El oficial Coltynn Williams fue la primera persona en la cárcel del condado de Hidalgo que en realidad le prestó atención a Jorge González Zúñiga.

Cuando González tenía que checar tarjeta para su turno en el cementerio el Domingo de Pascua, todavía estaba en la celda destinada a los borrachos 20 horas después de su arresto.

González, un trabajador agrícola ilegal procedente de México, había sido arrestado en una fiesta un día antes por embriagarse en público y no respetar el toque de queda impuesto en algunas partes del Valle del Río Grande con el fin de ayudar a controlar la creciente pandemia del coronavirus. Ahora, yacía inmóvil en el suelo de concreto de la celda de desintoxicación sin haberse comido el almuerzo que le dieron en una bolsa.

Williams le preguntó si se sentía bien.

“Me duele el cuello”, respondió.

Cuando no pudo levantar la cabeza para que le tomaran la fotografía de la ficha policial, Williams lo envió al hospital, donde los médicos dijeron que tenía una vértebra prensada y una temperatura corporal de 28 grados Celsius. Pasó varias semanas conectado a un respirador hasta que murió el 15 de julio.
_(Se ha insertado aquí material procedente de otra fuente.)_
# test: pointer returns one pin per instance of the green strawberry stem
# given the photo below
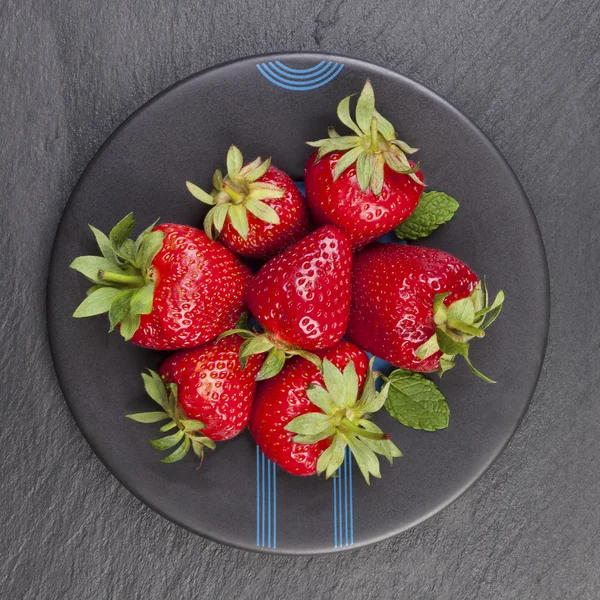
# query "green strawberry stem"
(122, 281)
(237, 194)
(458, 324)
(374, 135)
(343, 419)
(373, 144)
(134, 280)
(356, 430)
(276, 350)
(189, 431)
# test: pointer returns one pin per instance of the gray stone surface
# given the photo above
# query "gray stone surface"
(528, 73)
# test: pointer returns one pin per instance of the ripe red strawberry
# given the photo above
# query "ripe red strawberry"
(172, 288)
(257, 210)
(301, 298)
(416, 307)
(363, 183)
(205, 395)
(303, 419)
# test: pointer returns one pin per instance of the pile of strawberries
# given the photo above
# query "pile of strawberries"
(288, 374)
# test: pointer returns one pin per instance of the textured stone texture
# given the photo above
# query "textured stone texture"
(526, 72)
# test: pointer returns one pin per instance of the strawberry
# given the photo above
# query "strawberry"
(257, 210)
(363, 183)
(301, 298)
(303, 419)
(205, 395)
(172, 288)
(416, 307)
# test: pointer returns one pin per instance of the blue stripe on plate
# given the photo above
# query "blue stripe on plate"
(303, 85)
(266, 501)
(290, 77)
(343, 510)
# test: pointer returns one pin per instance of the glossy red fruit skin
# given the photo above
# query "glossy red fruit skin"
(302, 296)
(199, 291)
(393, 286)
(283, 398)
(211, 386)
(266, 239)
(364, 216)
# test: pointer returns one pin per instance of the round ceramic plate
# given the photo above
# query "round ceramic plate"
(271, 105)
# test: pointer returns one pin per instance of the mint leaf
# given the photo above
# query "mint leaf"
(434, 209)
(416, 402)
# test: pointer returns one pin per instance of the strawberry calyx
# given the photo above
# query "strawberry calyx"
(374, 145)
(458, 324)
(236, 194)
(188, 434)
(277, 350)
(344, 417)
(123, 276)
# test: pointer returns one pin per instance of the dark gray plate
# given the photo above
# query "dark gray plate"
(271, 105)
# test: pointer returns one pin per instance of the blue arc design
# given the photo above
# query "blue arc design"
(291, 70)
(299, 80)
(312, 75)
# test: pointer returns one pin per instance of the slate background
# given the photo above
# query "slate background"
(526, 72)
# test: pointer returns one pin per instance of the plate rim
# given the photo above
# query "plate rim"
(386, 72)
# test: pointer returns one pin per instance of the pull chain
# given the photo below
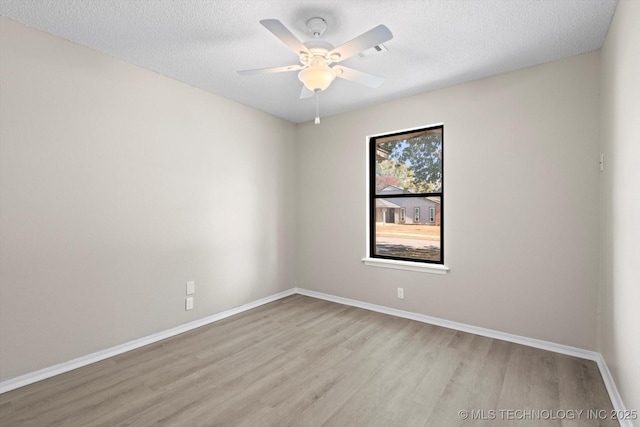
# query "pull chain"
(317, 107)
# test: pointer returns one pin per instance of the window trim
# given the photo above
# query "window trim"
(436, 267)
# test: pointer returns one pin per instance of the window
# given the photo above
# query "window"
(405, 171)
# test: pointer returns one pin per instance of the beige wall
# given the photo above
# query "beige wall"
(619, 333)
(521, 203)
(117, 186)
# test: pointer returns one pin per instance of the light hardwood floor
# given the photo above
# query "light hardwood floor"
(302, 361)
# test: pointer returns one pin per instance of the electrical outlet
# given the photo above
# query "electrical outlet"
(191, 288)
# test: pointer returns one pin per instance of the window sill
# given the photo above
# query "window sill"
(406, 265)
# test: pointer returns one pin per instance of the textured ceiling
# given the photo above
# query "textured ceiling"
(436, 43)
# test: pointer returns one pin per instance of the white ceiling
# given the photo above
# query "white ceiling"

En su informe sobre la investigación, del cual The New York Times obtuvo una copia parcial, el cuerpo especial de agentes del Departamento de Seguridad Pública de Texas conocidos como Rangers hallaron pruebas de un maltrato despiadado durante el arresto de González, en el cual, según testigos, le dispararon con una pistola paralizante, lo tiraron al suelo, le propinaron puñetazos y apoyaron rodillas sobre él antes de empujarlo de frente al interior de una patrulla.

El 20 de agosto, la Oficina del Fiscal de Distrito del condado de Hidalgo intentó acusar de homicidio involuntario a los tres ayudantes del alguacil que llevaron a cabo el arresto, pero el gran jurado regresó ese mismo día con una decisión: no se presentarían cargos.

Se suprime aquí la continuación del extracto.